Re: [RFC] kref: pin objects with dangerously high reference count

2016-06-25 Thread Jann Horn
On Sun, Jun 26, 2016 at 2:03 AM, PaX Team  wrote:
> On 25 Jun 2016 at 3:13, Jann Horn wrote:
>
>> Since 2009 or so, PaX had reference count overflow mitigation code. My main
>> reasons for reinventing the wheel are:
>>
>>  - PaX adds arch-specific code, both in the atomic_t operations and in
>>exception handlers. I'd like to keep the code as
>>architecture-independent as possible, especially without adding
>>complexity to assembler code, to make it more maintainable and
>>auditable.
>
> complexity is a few simple lines of asm insns in what is already asm, hardly
> a big deal ;). in exchange you'd lose on code density, performance

Yes. It would probably be hard to get an interrupt instruction instead
of a (longer) call instruction without arch-specific code, and the cmp
operation probably can't be removed without putting the conditional
jump into assembly. I guess the main impact of this is higher
instruction cache pressure, leading to more cache faults? (Since
executing an extra cmp should afaik be really fast? But I don't know
much about optimization.)

Now I'm wondering how often atomic ops actually occur in the kernel...
in some grsec build I have here, I see 3687 "int 4" calls in a vmlinux
file that is 25MB big. In the optimal case of 8 additional bytes (3
for call instead of int, 5 for cmp) compared to PaX, that's about 30KB
more compared to assembly... hm, a ~0.1% increase in kernel size is
quite a lot. I guess one remaining question is how many overflow
checks have to happen in hot code paths.

(One of the hottest overflow checks in PaX is probably the one for
f_count in get_file_rcu() - in a multithreaded process, that's called
for every read() or write() -, and inlined copies of get_file()
probably account for a bunch of overflow checks. I believe that all of
these could be removed on 64bit because f_count is an atomic_long_t.
Why does PaX have overflow checks explicitly for atomic64_t? At least
for reference counters, I think that 64bit overflows shouldn't matter;
even the unrealistic worst-case (2^64)/(4GHz) is still over 100
years.)

I guess you might be right about inline asm being a better choice.

> and race windows.

Oh? I thought my code was race-free.

>>  - The refcounting hardening from PaX does not handle the "simple reference
>>count overflow" case when just the refcounting hardening code is used as
>>a standalone patch.
>
> i don't think that this is quite true as stated as handling this case depends
> on the exact sequencing of events. there're 3 cases in practice:
[...]
> 2. non-local use, safe sequence
>
>   inc_refcount -> object reference escapes to non-local memory
>
>   same as above, this case is not exploitable because the reference wouldn't
>   escape to non-local memory on overflow.
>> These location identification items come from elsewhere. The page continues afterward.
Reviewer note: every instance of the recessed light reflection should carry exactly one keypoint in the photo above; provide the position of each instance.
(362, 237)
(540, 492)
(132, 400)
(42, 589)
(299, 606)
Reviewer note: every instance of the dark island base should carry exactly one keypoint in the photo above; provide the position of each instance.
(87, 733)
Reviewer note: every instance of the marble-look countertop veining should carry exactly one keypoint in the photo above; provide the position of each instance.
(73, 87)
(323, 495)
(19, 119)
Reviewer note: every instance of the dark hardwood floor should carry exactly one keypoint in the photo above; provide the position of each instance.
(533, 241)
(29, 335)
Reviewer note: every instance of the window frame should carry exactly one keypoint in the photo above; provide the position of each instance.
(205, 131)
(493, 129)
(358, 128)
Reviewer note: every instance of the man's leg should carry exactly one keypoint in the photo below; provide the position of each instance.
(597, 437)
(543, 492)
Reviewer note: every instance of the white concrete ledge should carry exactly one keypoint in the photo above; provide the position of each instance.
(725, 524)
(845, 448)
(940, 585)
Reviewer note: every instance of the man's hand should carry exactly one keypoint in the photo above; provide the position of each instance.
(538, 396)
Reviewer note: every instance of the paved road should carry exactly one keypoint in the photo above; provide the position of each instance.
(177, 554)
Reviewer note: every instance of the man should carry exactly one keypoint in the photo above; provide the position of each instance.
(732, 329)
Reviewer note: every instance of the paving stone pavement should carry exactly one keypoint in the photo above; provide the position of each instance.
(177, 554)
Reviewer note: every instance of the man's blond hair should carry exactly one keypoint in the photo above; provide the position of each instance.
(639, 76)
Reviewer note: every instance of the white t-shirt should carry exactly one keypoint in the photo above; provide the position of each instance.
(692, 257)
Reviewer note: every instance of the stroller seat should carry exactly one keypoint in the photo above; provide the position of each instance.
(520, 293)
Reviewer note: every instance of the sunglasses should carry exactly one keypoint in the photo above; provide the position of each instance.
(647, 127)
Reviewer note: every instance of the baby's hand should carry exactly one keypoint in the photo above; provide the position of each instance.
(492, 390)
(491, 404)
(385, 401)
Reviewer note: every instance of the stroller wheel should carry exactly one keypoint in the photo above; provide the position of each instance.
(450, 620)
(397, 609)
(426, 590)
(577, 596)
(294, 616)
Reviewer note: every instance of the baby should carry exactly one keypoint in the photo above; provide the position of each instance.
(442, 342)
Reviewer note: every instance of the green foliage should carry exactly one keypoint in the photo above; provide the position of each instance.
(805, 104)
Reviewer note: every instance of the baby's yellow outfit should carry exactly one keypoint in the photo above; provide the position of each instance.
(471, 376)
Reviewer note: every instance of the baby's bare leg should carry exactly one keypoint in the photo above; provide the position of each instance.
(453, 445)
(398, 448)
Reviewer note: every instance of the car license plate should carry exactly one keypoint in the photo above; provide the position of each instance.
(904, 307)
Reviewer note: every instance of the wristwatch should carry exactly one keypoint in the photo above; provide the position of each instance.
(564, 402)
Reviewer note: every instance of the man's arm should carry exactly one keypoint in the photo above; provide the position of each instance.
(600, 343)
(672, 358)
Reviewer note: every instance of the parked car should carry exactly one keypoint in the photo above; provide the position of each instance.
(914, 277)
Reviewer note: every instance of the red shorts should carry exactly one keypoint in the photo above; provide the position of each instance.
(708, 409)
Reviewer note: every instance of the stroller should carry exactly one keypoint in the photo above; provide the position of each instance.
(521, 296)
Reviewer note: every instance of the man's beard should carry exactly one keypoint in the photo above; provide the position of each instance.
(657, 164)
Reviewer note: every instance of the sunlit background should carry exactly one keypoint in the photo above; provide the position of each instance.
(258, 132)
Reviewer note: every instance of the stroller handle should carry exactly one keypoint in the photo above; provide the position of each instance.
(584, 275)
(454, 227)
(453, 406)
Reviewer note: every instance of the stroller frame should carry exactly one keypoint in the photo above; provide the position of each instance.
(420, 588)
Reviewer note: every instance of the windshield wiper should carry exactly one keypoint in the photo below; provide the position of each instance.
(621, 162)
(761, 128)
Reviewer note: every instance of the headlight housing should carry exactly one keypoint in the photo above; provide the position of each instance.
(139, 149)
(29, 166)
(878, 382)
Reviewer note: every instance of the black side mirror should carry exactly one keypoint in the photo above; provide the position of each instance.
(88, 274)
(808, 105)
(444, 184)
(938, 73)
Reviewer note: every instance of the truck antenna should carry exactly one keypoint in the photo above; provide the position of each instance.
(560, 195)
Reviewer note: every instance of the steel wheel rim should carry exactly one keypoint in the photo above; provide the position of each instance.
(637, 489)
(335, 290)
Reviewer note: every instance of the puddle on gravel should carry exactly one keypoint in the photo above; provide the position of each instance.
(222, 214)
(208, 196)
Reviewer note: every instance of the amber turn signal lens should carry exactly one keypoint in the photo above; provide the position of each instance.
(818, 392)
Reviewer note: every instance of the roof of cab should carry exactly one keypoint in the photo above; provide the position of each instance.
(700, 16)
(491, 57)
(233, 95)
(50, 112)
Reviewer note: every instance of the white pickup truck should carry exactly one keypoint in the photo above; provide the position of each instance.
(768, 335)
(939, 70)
Ah, true. I somewhat dislike having to oops here, but I guess it's
safe; the only way to exploit oopses that I know of is to abuse them
for a very slow and ugly refcount overincrement, and with refcount
hardening, that shouldn't be an issue.

> 3. non-local use, unsafe sequence
>
>object reference escapes to non-local memory -> inc_refcount
>
>this case may already be a logic bug (the object could be freed between 
> these
>two actions if there's no other synchronization mechanism protecting them) 
> and
>a reference would escape even though the refcount itself wouldn't actually 
> be
>incremented. further decrements could then trigger the overdecrement case 
> and
>be exploitable as a use-after-free bug.
>
>the REFCOUNT feature in PaX wasn't designed to handle this case because 
> it's
>too rare to be worth the additional code and performance impact it'd 
> require
>to saturate the refcount in this case as well.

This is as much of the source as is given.